Hamond is the abbreviation of Hadoop and DIAMOND. :-P
Version
1.0
Download release
System requirements
-
In-house cluster
- Linux system
- Hadoop-2.4.0 or higher
- Java 1.7 environment or higher
-
Amazon Web Service
- Elastic Map Reduce service
- An S3 bucket
Execution
-
Execute on an in-house cluster
User first has to download the released Hamond jar package and DIAMOND binary file to the master node of the cluster. Hamond can only accecpt one query file at once, so if user has multiple query files, concatenate them into one file like this:
$ cat ~/*.faa >> ~/query.faa
or
$ cat ~/1.faa ~/2.faa ~/3.faa >> ~/query.faa
The query and reference genome files should also be in the master node. To run Hamond, execute like this:
$ hadoop jar ~/Hamond-x.x.jar diamondmapreduce.DiamondMapReduce ~/diamond ~/query.faa ~/reference.faa ~/Hamond.output blastp --sensitive -e 0.00001 -k 1000
The first argument after the Hamond jar package is the main class name. User then has to give the paths of DIAMOND binary file, query and reference genome files and the output file in order. User has to specify the alignment type (blastp or blastx) as the fifth argument. After that, Hamond can accept all the DIAMOND alignment options.
-
Execute on Amazon Web Service
Amazon provide Elastic Map Reduce service for user to create a Hadoop cluster with a few clicks and little expense. Hamond is fully compatible with it.
User can register on EMR. User first has to go to S3 service to create a storage bucket and upload the Hamond jar package, DIAMOND binary file, query and reference files into it. The in EMR service, user can create a Hadoop cluster (make sure the Hadoop version is higher than 2.4.0) with steps. In steps, user should choose Custom JAR and locate the Hamond jar package in S3 bucket. Arguments should be like this:
diamondmapreduce.DiamondMapReduce s3://$yourBucket/diamond s3://yourBucket/query.faa s3://$yourBucket/reference.faa s3://$yourBucket/Hamond.output blastp --sensitive -e 0.00001 -k 1000
It is similar to execution on in-house cluster, after the alignment type user can give any DIAMOND alignment options.
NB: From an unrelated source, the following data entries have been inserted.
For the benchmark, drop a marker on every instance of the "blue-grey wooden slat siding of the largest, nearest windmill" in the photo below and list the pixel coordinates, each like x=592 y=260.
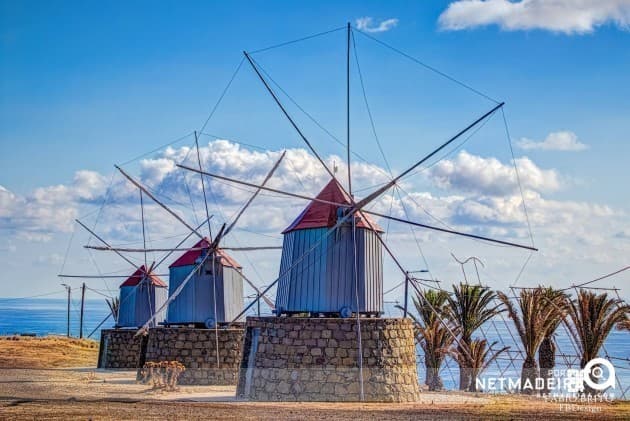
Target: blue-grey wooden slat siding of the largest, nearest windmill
x=322 y=279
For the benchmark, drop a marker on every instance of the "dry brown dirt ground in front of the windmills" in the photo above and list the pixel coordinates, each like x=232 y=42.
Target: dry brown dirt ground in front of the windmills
x=86 y=393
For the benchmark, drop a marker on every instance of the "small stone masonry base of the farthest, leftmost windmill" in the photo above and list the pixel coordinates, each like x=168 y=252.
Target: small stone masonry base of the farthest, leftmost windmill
x=121 y=349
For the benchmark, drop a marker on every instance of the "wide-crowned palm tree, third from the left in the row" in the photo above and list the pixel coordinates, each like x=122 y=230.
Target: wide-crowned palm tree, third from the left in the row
x=535 y=317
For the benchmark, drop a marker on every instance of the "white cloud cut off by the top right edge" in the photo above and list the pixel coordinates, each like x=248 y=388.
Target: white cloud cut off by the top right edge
x=564 y=16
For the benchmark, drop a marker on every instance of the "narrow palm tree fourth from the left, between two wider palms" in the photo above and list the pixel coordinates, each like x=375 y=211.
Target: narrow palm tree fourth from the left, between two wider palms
x=547 y=350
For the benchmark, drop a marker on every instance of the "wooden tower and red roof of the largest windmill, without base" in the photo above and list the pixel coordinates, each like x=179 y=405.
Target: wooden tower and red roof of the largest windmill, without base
x=337 y=278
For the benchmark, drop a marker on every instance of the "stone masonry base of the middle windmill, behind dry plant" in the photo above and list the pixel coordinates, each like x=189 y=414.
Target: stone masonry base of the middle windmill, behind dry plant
x=197 y=350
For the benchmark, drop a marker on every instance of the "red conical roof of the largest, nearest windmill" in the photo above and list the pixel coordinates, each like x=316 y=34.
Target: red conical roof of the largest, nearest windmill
x=320 y=215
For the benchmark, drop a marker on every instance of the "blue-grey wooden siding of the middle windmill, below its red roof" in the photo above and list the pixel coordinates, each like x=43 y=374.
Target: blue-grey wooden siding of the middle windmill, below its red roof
x=195 y=303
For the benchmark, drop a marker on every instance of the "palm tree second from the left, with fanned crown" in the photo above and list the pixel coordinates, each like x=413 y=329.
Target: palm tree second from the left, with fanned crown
x=468 y=308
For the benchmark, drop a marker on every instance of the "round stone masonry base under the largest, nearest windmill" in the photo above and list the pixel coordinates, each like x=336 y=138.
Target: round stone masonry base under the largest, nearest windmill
x=317 y=359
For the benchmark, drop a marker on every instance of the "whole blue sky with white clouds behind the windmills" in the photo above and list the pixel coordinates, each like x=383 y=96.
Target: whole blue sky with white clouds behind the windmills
x=87 y=85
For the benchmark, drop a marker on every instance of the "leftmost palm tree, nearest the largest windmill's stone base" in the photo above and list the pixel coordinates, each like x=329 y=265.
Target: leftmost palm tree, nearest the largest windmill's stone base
x=433 y=335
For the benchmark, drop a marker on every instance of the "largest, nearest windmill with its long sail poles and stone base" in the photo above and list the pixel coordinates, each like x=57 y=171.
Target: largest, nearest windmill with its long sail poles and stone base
x=331 y=266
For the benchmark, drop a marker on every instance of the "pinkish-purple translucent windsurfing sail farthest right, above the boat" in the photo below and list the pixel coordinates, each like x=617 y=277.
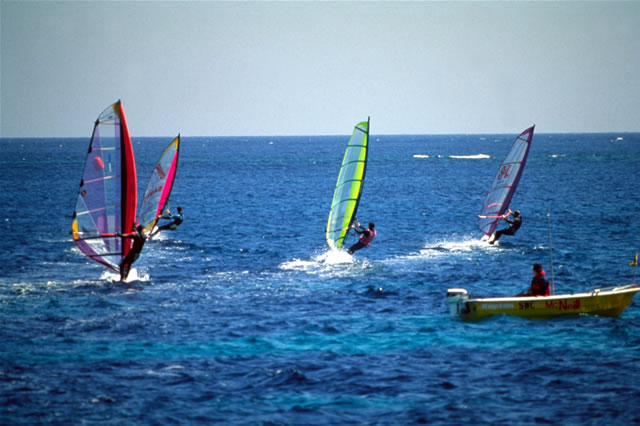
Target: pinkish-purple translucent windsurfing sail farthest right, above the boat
x=505 y=183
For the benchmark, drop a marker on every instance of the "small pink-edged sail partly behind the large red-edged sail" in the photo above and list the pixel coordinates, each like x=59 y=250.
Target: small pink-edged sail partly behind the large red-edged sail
x=156 y=196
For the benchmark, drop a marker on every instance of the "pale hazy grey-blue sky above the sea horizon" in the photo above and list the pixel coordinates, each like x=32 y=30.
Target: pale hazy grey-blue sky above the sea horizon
x=211 y=68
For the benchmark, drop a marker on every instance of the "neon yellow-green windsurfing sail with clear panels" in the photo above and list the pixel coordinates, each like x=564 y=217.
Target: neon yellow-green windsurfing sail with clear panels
x=346 y=196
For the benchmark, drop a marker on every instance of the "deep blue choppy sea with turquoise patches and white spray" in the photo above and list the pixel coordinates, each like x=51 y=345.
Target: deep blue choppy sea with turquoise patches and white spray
x=243 y=316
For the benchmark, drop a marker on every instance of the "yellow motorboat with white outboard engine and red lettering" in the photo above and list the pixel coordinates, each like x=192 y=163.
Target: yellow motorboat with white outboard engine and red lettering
x=605 y=302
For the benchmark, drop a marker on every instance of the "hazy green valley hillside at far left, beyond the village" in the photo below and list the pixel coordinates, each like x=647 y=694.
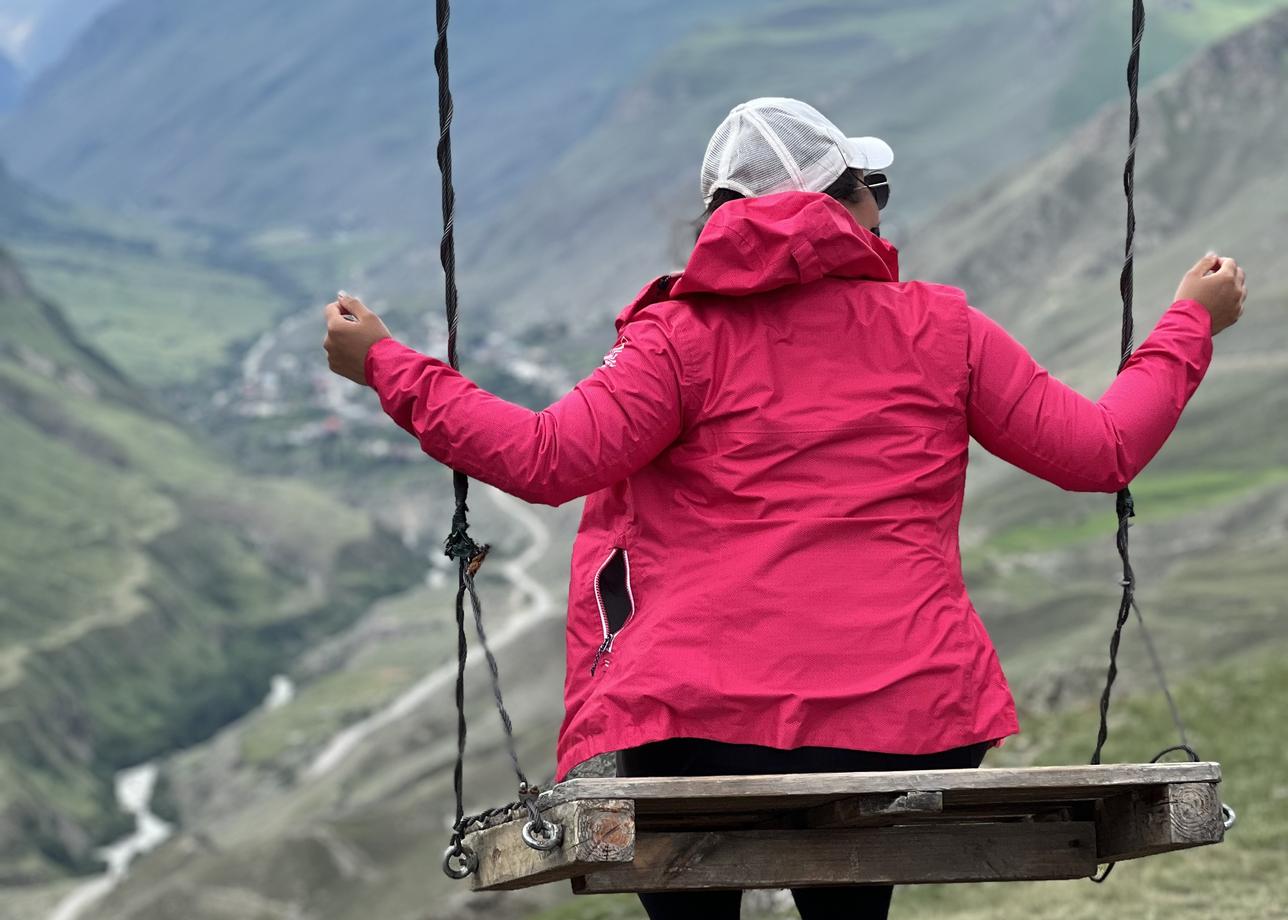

User can find the output file in the S3 bucket. It is possible to add more than one Hamond step during creating the cluster. Make sure to click on Auto-terminate cluster after the last step is completed. This option can save the elapsed time hence the expense of the usage.
License
Hamond is an open source application with Apache License Version 2.0.